Segundo ela, na UFF é oferecida a disciplina “Inclusão da Atenção à Saúde das Pessoas com Deficiência” no curso de medicina, cujos temas são pensados para que os alunos possam conhecer a realidade desses indivíduos e saber como se comunicar com eles. O objetivo é orientar os futuros médicos sobre como lidar com pessoas com deficiência, oferecendo recursos que podem auxiliar a acessibilidade dessas pessoas. O curso adota o modelo biopsicossocial de perceber a deficiência e o respeito pela diferença como referências, entre outras, e também conteúdos relacionados à comunicação.
“O problema do cego nesta cidade não é a barreira arquitetônica, mas as armadilhas arquitetônicas, como orelhões e caixas dos Correios”. O depoimento de Xiko Gonçalves, desenvolvedor de sistemas do Serviço Federal de Processamento de Dados (Serpro) e deficiente visual, abriu a segunda sessão do seminário, intitulada “Direito à comunicação e informação e acessibilidade’’.
Responsável pelo desenvolvimento de ferramentas para os cegos como o primeiro ‘preenchedor’ de cheques, um programa para contagem de duração de músicas (ele também é músico e já teve um estúdio em casa), e depois um ledor de tela de computadores, Xiko lembra que ao desenvolver um sistema o profissional deve pensar em como facilitar a vida do usuário. "As páginas dos sistemas dos planos de saúde não têm muita acessibilidade, precisamos sempre de ajuda de alguém para achar um médico no site. Poderiam utilizar pessoas cegas para homologar o site. Existem protocolos mundiais sobre como fazer páginas acessíveis. A falta de atenção a esses protocolos são nossos maiores problemas”, comentou.

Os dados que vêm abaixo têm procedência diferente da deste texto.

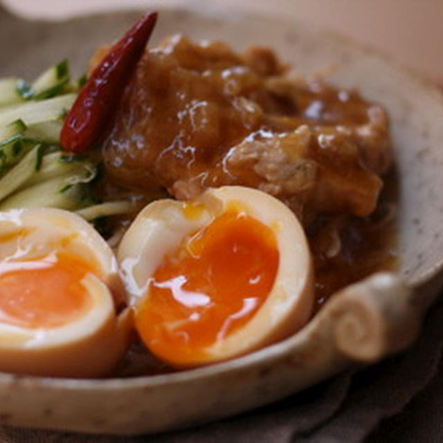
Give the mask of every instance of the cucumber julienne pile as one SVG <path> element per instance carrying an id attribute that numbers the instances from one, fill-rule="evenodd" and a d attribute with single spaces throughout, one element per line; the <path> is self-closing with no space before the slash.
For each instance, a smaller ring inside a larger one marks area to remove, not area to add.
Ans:
<path id="1" fill-rule="evenodd" d="M 30 84 L 0 79 L 0 210 L 59 208 L 93 220 L 134 209 L 129 201 L 98 204 L 88 189 L 96 162 L 60 150 L 64 116 L 84 80 L 71 80 L 66 60 Z"/>

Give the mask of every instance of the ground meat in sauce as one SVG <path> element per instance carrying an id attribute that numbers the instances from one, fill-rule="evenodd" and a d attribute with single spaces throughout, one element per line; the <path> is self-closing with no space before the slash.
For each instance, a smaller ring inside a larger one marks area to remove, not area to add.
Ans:
<path id="1" fill-rule="evenodd" d="M 147 51 L 104 144 L 119 186 L 180 199 L 244 185 L 304 221 L 365 216 L 390 162 L 388 119 L 354 92 L 288 78 L 273 53 L 174 36 Z"/>
<path id="2" fill-rule="evenodd" d="M 319 304 L 392 260 L 393 225 L 368 217 L 392 163 L 386 114 L 355 91 L 289 76 L 269 49 L 237 55 L 176 35 L 147 50 L 102 150 L 112 193 L 187 199 L 243 185 L 280 199 L 308 235 Z"/>

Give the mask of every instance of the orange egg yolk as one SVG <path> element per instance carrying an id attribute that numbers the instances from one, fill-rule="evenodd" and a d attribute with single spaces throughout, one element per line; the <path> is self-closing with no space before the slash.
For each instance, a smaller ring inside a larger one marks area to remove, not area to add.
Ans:
<path id="1" fill-rule="evenodd" d="M 270 228 L 243 213 L 221 215 L 164 258 L 136 309 L 136 327 L 172 365 L 204 360 L 208 347 L 244 325 L 266 300 L 278 263 Z"/>
<path id="2" fill-rule="evenodd" d="M 0 263 L 0 322 L 51 328 L 75 320 L 89 307 L 81 280 L 91 266 L 67 254 Z"/>

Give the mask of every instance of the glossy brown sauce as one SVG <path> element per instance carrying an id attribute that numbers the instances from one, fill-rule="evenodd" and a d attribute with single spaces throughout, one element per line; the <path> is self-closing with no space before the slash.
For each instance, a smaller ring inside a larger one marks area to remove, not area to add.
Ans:
<path id="1" fill-rule="evenodd" d="M 306 230 L 318 309 L 395 266 L 388 118 L 356 91 L 286 71 L 261 48 L 240 55 L 174 36 L 147 51 L 105 137 L 99 188 L 104 199 L 187 199 L 224 185 L 274 195 Z M 120 376 L 169 370 L 138 344 L 128 356 Z"/>

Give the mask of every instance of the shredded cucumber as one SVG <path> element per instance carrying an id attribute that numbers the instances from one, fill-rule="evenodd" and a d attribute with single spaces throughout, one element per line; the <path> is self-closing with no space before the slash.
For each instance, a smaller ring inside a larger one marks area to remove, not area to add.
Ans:
<path id="1" fill-rule="evenodd" d="M 0 127 L 0 147 L 19 138 L 26 130 L 26 125 L 20 119 Z"/>
<path id="2" fill-rule="evenodd" d="M 62 122 L 57 120 L 31 125 L 28 127 L 24 137 L 28 140 L 57 145 L 59 143 L 62 126 Z"/>
<path id="3" fill-rule="evenodd" d="M 129 200 L 107 201 L 92 206 L 88 206 L 76 211 L 77 214 L 91 222 L 96 219 L 109 215 L 127 214 L 135 210 L 138 206 Z"/>
<path id="4" fill-rule="evenodd" d="M 0 109 L 0 127 L 21 119 L 28 126 L 54 120 L 71 109 L 75 94 L 65 94 L 40 102 L 27 102 Z"/>
<path id="5" fill-rule="evenodd" d="M 34 100 L 44 100 L 63 92 L 69 82 L 69 65 L 63 60 L 44 72 L 32 84 L 30 89 Z"/>
<path id="6" fill-rule="evenodd" d="M 61 176 L 13 194 L 0 202 L 0 210 L 15 208 L 58 208 L 75 210 L 82 206 L 81 184 L 71 185 L 72 176 Z"/>
<path id="7" fill-rule="evenodd" d="M 129 200 L 96 204 L 87 187 L 97 165 L 60 150 L 62 117 L 85 81 L 71 79 L 66 60 L 30 83 L 0 79 L 0 210 L 54 207 L 93 221 L 139 208 Z"/>
<path id="8" fill-rule="evenodd" d="M 93 163 L 88 161 L 63 161 L 63 154 L 58 151 L 45 155 L 39 170 L 24 181 L 20 189 L 61 175 L 71 177 L 71 184 L 88 183 L 95 178 L 97 168 Z"/>
<path id="9" fill-rule="evenodd" d="M 0 79 L 0 107 L 23 101 L 17 89 L 18 78 Z"/>
<path id="10" fill-rule="evenodd" d="M 43 147 L 37 145 L 0 180 L 0 201 L 17 190 L 38 169 Z"/>

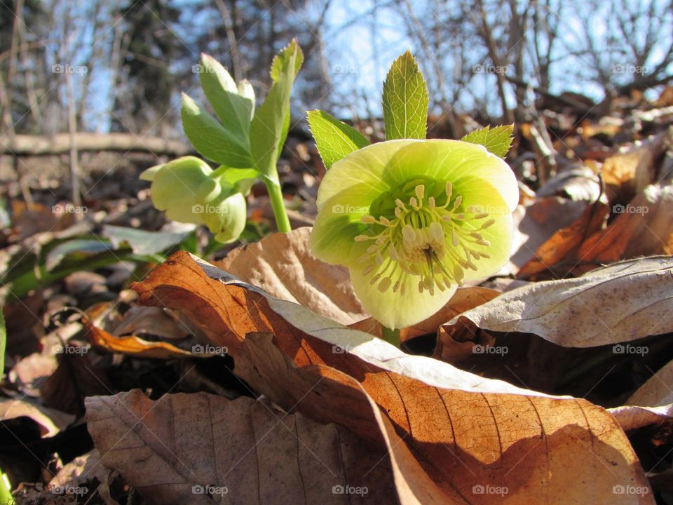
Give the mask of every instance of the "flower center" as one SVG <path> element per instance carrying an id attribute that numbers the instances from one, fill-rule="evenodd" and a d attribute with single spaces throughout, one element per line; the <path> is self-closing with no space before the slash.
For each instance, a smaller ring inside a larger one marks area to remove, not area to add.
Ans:
<path id="1" fill-rule="evenodd" d="M 473 207 L 460 210 L 463 198 L 452 195 L 449 182 L 443 205 L 438 205 L 434 196 L 426 196 L 423 184 L 417 184 L 414 192 L 407 203 L 395 198 L 394 210 L 388 217 L 362 216 L 369 229 L 355 238 L 356 242 L 374 242 L 359 261 L 369 264 L 362 273 L 371 274 L 370 283 L 379 283 L 382 292 L 393 285 L 393 292 L 400 290 L 403 295 L 407 276 L 414 276 L 420 278 L 419 292 L 427 290 L 434 295 L 435 285 L 440 291 L 451 283 L 462 285 L 464 270 L 476 271 L 474 261 L 490 257 L 475 248 L 491 245 L 480 233 L 495 222 L 487 219 L 488 213 Z M 397 269 L 399 278 L 393 285 Z"/>

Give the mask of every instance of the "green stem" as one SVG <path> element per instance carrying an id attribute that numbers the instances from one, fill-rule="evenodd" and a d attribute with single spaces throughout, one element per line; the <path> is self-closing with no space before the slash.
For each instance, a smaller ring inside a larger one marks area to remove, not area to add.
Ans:
<path id="1" fill-rule="evenodd" d="M 402 343 L 400 342 L 400 328 L 393 330 L 386 326 L 381 327 L 381 337 L 388 344 L 392 344 L 395 347 L 400 347 Z"/>
<path id="2" fill-rule="evenodd" d="M 276 217 L 276 225 L 278 231 L 288 233 L 292 231 L 290 226 L 290 220 L 287 213 L 285 212 L 285 204 L 283 201 L 283 192 L 280 191 L 280 184 L 268 180 L 264 181 L 266 184 L 266 191 L 271 201 L 271 207 L 273 208 L 273 215 Z"/>
<path id="3" fill-rule="evenodd" d="M 9 483 L 7 474 L 0 470 L 0 504 L 1 505 L 14 505 L 16 502 L 12 496 L 12 486 Z"/>

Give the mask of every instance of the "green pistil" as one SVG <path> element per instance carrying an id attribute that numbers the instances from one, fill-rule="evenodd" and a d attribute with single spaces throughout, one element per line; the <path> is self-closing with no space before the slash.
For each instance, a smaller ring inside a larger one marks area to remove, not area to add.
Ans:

O segundo participante da sessão foi o professor e intérprete de Libras Jadson Abraão, militante pelos direitos das pessoas com deficiência. De acordo com ele, a acessibilidade de pessoas surdas para o acesso à saúde existe apenas em lugares muitos específicos, como no Instituto Nacional de Educação de Surdos, em Laranjeiras, no Rio de Janeiro, instituído por D. Pedro II.
“Nos meios de comunicação não há preocupação, por exemplo, em informar as pessoas com deficiência sobre o Zika vírus. Nossos canais são centrados na oralidade, mas falar vai além disso, usamos expressões faciais, sinais, gestos. Precisamos formar gestores públicos em acessibilidade na área da saúde, para saberem como lidar com o cego, com o cadeirante, para perceberem que é uma relação humana e somos todos diferentes. Nessa diversidade temos que aprender a viver e a conviver. E todos temos o direito à comunicação. Para se ter uma ideia, somente em 2010 foi baixado o decreto que cria a profissão de intérprete de Libras”, lamentou Abraão.
Após o seminário, o Icict realizou no mesmo local a Oficina "Acessibilidade web: direito à comunicação e informação", das 14h às 17h, com o objetivo de debater a relevância da acessibilidade web, a partir de parâmetros do W3C (WCAG e WAI-ARIA), experiências de implementação de sites acessíveis na Fiocruz e com foco na leitura do código das páginas por usuário que utiliza software leitor de tela. A atividade foi fechada e voltada para profissionais de TI, designers e outros trabalhadores da Fiocruz da área de desenvolvimento de sistemas de informação.